Note: These guidelines apply to any long alphanumeric string with a predictable format.

Testing grammars

When testing your grammars, you should test words and phrases that are out of your grammars as well as words and phrases that are in. (The purpose of testing “out-of-grammar” words and phrases is to ensure that the speech recognition engine is rejecting these utterances; erroneously accepting these utterances could cause unintended dialog transitions to occur.)

If your grammar tools allow you to list (enumerate) commands that the grammar can recognize, you can examine these lists of commands for phrases that you do not want to include in the grammar. For example, if a list of commands contains the sentence "Play the next next message," you can modify the grammar to prevent inappropriate duplication of words.

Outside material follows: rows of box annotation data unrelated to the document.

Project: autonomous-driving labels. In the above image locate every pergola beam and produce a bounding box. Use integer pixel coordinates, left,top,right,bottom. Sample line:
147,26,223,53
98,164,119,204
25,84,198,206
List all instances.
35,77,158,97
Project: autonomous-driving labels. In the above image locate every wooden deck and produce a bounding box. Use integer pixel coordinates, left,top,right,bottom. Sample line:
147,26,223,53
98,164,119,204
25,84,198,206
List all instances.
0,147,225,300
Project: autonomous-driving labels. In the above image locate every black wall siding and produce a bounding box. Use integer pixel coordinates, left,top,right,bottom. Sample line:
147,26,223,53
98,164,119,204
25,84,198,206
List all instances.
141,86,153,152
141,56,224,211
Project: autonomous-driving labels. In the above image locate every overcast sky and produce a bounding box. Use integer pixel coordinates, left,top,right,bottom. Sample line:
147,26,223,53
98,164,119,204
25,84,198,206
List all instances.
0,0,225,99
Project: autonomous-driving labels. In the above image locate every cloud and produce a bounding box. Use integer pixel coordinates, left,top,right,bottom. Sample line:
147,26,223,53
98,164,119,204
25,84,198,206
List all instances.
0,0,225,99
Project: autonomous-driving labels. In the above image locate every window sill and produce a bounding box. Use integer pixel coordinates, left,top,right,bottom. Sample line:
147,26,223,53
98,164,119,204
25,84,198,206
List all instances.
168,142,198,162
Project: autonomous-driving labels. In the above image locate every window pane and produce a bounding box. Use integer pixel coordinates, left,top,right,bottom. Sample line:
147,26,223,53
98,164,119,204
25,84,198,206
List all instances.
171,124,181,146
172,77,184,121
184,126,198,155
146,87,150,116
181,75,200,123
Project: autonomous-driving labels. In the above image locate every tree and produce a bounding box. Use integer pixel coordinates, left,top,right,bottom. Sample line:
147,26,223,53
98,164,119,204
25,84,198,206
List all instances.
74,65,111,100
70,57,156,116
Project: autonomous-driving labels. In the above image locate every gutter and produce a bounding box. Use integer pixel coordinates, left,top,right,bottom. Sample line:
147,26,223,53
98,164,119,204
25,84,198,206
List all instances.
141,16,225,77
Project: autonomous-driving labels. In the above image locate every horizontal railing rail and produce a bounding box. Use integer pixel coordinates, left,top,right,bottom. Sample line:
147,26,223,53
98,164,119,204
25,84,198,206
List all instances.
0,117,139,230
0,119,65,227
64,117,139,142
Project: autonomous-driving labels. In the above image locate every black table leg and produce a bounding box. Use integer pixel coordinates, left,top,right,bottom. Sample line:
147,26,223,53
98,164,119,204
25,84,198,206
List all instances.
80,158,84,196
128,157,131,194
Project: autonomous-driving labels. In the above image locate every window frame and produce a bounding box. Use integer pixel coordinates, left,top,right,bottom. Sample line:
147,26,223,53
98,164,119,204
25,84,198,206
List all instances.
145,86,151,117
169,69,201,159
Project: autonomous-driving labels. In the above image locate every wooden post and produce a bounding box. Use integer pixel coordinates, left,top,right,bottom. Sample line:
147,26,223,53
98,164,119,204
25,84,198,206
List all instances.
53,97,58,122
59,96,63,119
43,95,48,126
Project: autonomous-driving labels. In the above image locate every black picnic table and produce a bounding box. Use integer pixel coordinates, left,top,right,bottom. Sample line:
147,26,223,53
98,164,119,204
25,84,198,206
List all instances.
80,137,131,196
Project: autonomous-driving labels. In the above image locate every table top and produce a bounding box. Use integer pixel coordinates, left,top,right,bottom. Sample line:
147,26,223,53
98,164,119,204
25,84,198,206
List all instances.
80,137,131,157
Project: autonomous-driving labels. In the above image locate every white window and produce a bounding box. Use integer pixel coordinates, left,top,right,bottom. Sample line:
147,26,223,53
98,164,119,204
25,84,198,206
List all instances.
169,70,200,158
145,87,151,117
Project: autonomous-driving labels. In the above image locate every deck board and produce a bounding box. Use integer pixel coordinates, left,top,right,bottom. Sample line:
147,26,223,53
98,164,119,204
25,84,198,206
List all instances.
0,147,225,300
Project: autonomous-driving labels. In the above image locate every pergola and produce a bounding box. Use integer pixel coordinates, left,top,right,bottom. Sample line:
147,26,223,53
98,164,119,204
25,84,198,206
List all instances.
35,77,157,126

If your application has more than one grammar active concurrently, you should test each grammar separately, and then test them together.

To help identify if there are any words that are consistently misrecognized, you should test your grammar with a group of test subjects that is representative of the demographics and environments of your users. For example, you might want to vary the ambient noise level, gender, age, accent, and level of fluency during desktop testing. When you are ready to deploy your application, you may want to perform additional testing while varying the type of telephone (standard, cordless, cellular, and speaker phone, etc.).

If you discover words or phrases that are consistently problematic, you might need to rephrase some entries or add multiple pronunciations.

Remember that testing your grammar is an iterative process. As you make changes, you should go back and retest to verify that all of the valid words and phrases can still be recognized.